Jenkinsfileがコミットされ、Jenkinsジョブで設定されたブランチにプッシュされると:

  1. Jenkinsジョブページで、ビルド実行をクリックします(またはSCMポーリング/Webhookトリガーを待ちます)。
  2. ビルド履歴パネルでビルドを監視します。
  3. 実行中のビルド番号をクリックし、コンソール出力を選択して、実行の詳細をステップごとに表示します。
  4. また、ステージビュー(プラグインがインストールされている場合)を使用して、CheckoutBuildTestDeployステージの進行状況をグラフィカルに確認することもできます。

ベストプラクティスと高度な機能

ライブラリと共有コードの活用

複雑または繰り返しが多いステップの場合、Jenkinsfile内に冗長なGroovyを直接記述することは避けてください。代わりに共有ライブラリを使用します。これらの外部ライブラリにより、標準的なデプロイメントルーチンや通知機能などの共通関数を定義でき、複数のパイプラインから呼び出すことでJenkinsfileをよりクリーンに保つことができます。

// 共有ライブラリステップの呼び出し
stage('Custom Setup') {
    steps {
        customLibrary.initializeEnvironment(env: 'prod')
    }
}

認証情報の操作

機密情報(パスワード、トークン、APIキー)をJenkinsfileに直接ハードコードしないでください。Jenkinsの組み込み認証情報管理システムを使用します。

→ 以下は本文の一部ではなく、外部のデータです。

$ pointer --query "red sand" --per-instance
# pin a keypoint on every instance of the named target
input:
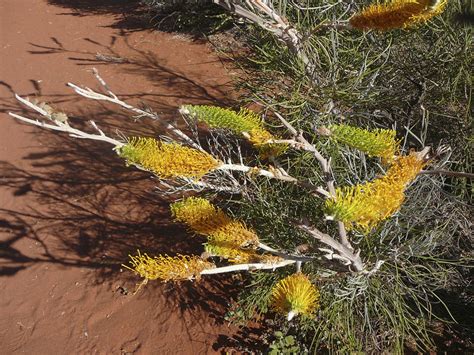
(70, 211)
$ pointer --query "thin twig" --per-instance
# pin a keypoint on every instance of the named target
(91, 94)
(285, 255)
(448, 173)
(345, 253)
(325, 166)
(73, 132)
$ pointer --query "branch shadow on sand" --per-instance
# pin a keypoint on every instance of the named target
(86, 209)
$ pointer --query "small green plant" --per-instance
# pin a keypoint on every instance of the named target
(284, 345)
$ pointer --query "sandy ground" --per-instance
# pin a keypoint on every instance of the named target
(71, 212)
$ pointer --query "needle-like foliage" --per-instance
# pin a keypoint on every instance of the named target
(375, 143)
(365, 205)
(245, 122)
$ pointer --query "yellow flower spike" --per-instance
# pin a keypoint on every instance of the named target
(204, 218)
(166, 268)
(237, 255)
(244, 122)
(375, 143)
(397, 14)
(295, 295)
(365, 205)
(168, 160)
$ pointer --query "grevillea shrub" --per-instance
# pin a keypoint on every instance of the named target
(328, 222)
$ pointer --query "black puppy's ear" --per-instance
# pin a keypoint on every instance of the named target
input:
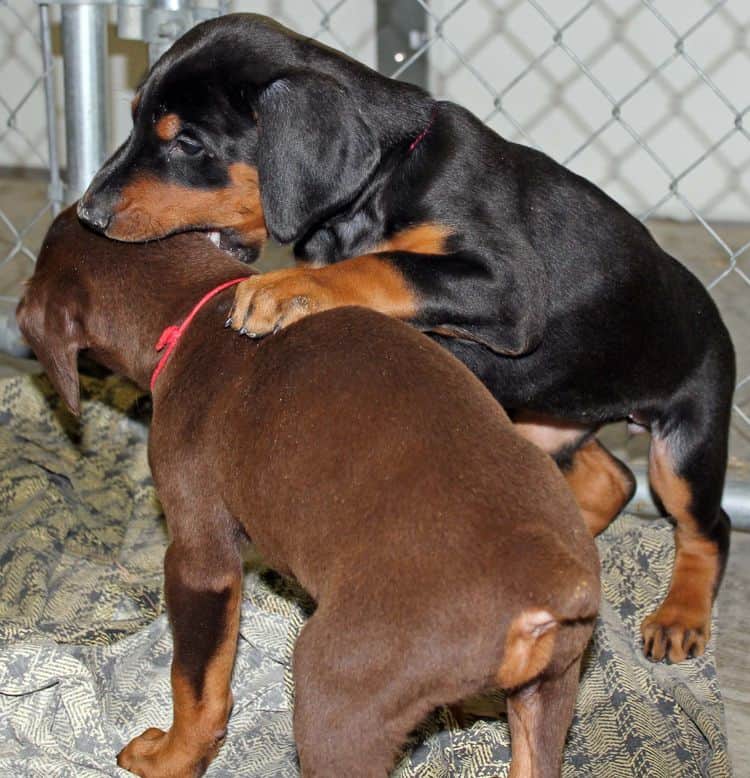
(315, 152)
(55, 338)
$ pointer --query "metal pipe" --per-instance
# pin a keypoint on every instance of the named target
(84, 40)
(736, 500)
(53, 154)
(401, 31)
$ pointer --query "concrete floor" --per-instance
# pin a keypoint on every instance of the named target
(21, 199)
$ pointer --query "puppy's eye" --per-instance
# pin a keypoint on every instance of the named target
(189, 146)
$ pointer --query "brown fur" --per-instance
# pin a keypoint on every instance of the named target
(236, 207)
(602, 485)
(681, 626)
(167, 127)
(442, 549)
(428, 238)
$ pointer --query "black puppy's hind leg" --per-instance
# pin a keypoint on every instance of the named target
(687, 466)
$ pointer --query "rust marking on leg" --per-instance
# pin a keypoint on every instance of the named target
(602, 486)
(681, 626)
(268, 302)
(200, 711)
(548, 433)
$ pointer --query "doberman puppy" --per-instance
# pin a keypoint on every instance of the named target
(557, 298)
(444, 551)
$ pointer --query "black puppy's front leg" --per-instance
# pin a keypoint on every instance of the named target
(499, 301)
(203, 592)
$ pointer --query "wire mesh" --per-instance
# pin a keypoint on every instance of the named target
(26, 205)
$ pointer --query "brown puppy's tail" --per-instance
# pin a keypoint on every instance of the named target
(540, 668)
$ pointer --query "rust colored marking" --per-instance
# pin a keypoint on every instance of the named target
(428, 238)
(550, 434)
(134, 103)
(528, 648)
(681, 626)
(149, 208)
(275, 300)
(199, 721)
(168, 126)
(600, 485)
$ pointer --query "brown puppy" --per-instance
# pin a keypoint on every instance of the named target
(445, 553)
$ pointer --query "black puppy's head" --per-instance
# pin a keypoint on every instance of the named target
(235, 129)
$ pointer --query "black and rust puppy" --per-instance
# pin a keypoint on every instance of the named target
(444, 551)
(559, 300)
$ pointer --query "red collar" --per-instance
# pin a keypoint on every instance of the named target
(170, 337)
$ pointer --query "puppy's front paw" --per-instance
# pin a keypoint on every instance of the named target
(675, 633)
(154, 754)
(270, 302)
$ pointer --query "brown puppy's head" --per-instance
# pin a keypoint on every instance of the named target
(50, 314)
(237, 129)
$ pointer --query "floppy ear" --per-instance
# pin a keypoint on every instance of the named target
(56, 341)
(315, 152)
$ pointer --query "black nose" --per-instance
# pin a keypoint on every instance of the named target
(97, 218)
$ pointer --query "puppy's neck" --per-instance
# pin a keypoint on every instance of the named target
(137, 301)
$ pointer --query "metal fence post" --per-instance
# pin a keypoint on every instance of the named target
(84, 40)
(55, 191)
(401, 32)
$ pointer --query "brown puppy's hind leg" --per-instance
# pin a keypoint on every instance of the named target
(539, 716)
(540, 707)
(203, 598)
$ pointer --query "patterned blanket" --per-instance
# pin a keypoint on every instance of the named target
(85, 648)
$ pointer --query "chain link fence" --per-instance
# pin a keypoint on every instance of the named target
(27, 201)
(648, 99)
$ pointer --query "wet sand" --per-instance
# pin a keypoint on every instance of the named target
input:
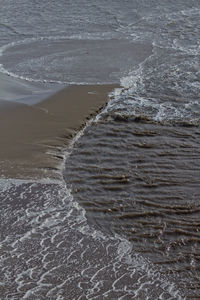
(34, 136)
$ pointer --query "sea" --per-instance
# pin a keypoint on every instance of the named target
(124, 221)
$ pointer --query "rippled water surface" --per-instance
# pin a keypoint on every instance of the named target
(134, 171)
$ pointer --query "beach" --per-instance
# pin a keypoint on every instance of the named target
(35, 136)
(99, 150)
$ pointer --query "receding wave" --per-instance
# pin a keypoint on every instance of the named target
(82, 59)
(56, 255)
(141, 181)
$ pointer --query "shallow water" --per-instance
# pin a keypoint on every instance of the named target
(48, 251)
(136, 169)
(141, 181)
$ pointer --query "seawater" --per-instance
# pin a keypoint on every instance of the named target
(134, 171)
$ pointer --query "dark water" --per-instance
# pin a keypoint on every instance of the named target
(134, 171)
(141, 181)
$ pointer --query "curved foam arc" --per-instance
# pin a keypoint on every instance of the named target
(60, 240)
(86, 36)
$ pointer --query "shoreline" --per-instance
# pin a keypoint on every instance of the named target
(34, 136)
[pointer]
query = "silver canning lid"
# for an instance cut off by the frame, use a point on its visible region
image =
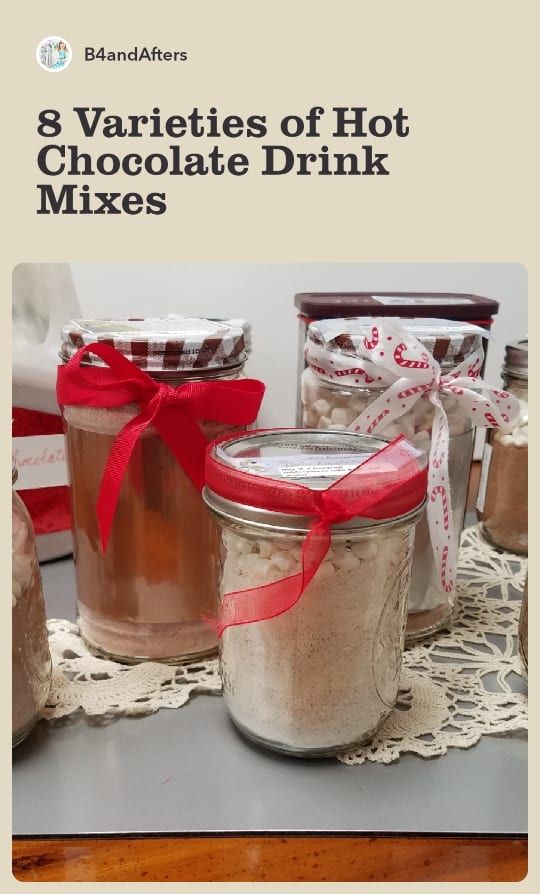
(311, 457)
(516, 360)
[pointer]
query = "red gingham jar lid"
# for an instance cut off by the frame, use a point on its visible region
(160, 344)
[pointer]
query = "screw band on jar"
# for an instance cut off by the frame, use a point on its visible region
(387, 484)
(173, 412)
(380, 353)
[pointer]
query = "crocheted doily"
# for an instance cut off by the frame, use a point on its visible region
(461, 684)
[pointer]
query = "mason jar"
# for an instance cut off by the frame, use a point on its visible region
(143, 597)
(30, 656)
(502, 503)
(322, 675)
(329, 403)
(312, 306)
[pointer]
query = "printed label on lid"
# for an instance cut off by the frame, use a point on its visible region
(391, 299)
(301, 465)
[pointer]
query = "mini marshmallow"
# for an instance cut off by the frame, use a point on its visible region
(322, 407)
(325, 572)
(341, 416)
(254, 566)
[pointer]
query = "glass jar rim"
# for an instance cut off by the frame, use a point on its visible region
(350, 447)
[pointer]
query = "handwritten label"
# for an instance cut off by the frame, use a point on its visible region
(40, 461)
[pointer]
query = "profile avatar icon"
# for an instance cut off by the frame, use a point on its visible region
(53, 53)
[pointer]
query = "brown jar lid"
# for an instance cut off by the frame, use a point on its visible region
(446, 305)
(164, 344)
(516, 360)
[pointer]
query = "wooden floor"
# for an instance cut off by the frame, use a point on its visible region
(339, 859)
(252, 858)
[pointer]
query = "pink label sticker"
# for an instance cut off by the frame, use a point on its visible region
(40, 461)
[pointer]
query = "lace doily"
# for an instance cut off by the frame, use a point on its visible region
(455, 687)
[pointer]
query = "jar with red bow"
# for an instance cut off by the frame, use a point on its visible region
(420, 378)
(314, 555)
(140, 400)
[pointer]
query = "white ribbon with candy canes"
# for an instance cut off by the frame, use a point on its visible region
(391, 356)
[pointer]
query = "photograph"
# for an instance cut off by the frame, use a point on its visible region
(284, 538)
(269, 275)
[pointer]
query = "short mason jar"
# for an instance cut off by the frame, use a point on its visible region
(523, 628)
(502, 503)
(31, 658)
(329, 405)
(143, 599)
(322, 676)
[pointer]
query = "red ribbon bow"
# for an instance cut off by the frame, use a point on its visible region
(388, 484)
(174, 412)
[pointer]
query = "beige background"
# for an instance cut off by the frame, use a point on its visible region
(461, 185)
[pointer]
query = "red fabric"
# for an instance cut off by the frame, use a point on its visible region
(388, 484)
(172, 411)
(49, 507)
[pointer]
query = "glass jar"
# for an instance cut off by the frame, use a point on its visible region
(330, 405)
(523, 628)
(314, 306)
(323, 675)
(502, 503)
(31, 659)
(143, 597)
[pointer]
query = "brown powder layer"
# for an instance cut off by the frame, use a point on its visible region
(505, 514)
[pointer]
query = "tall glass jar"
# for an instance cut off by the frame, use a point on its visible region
(143, 597)
(329, 404)
(503, 492)
(31, 659)
(322, 675)
(523, 629)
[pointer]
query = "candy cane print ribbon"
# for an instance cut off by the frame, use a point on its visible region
(390, 357)
(390, 483)
(174, 413)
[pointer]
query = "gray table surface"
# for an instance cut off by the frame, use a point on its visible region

withCredentialsステップを使用すると、保存されているシークレットに安全にアクセスできます。

stage('Authenticate Registry') {
    steps {
        withCredentials([usernamePassword(credentialsId: 'docker-registry-creds', 
                                          passwordVariable: 'PASS', 
                                          usernameVariable: 'USER')]) {
            sh "docker login -u ${USER} -p ${PASS} ${CONTAINER_REGISTRY}"
        }
    }
}

警告: エージェントの選択

ヒント: agent anyではなく、常にlabelを使用してagentを具体的に定義してください。agent anyを使用すると、パイプラインがJenkinsコントローラーノードで実行される可能性があり、セキュリティリスクとなり、コントローラーのパフォーマンスに影響を与える可能性があります。Docker、Maven、Node.jsなどの必要なツールがインストールされたJenkinsエージェント(ノード)を適切に設定していることを確認してください。

結論

Jenkins宣言的パイプラインは、継続的インテグレーションと継続的デリバリーを実装するための、強力で読みやすく、保守しやすいフレームワークを提供します。エージェント、環境変数、順次ステージ、ビルド後のアクションを含むワークフロー構造を定義することにより、ソフトウェア自動化プロセスに対する完全な可視性と制御を得ることができます。この基本的なJenkinsfileを確立したことで、自動セキュリティスキャン、アーティファクトの公開、マルチ環境プロモーションなどのより複雑なステップを統合する準備が整いました。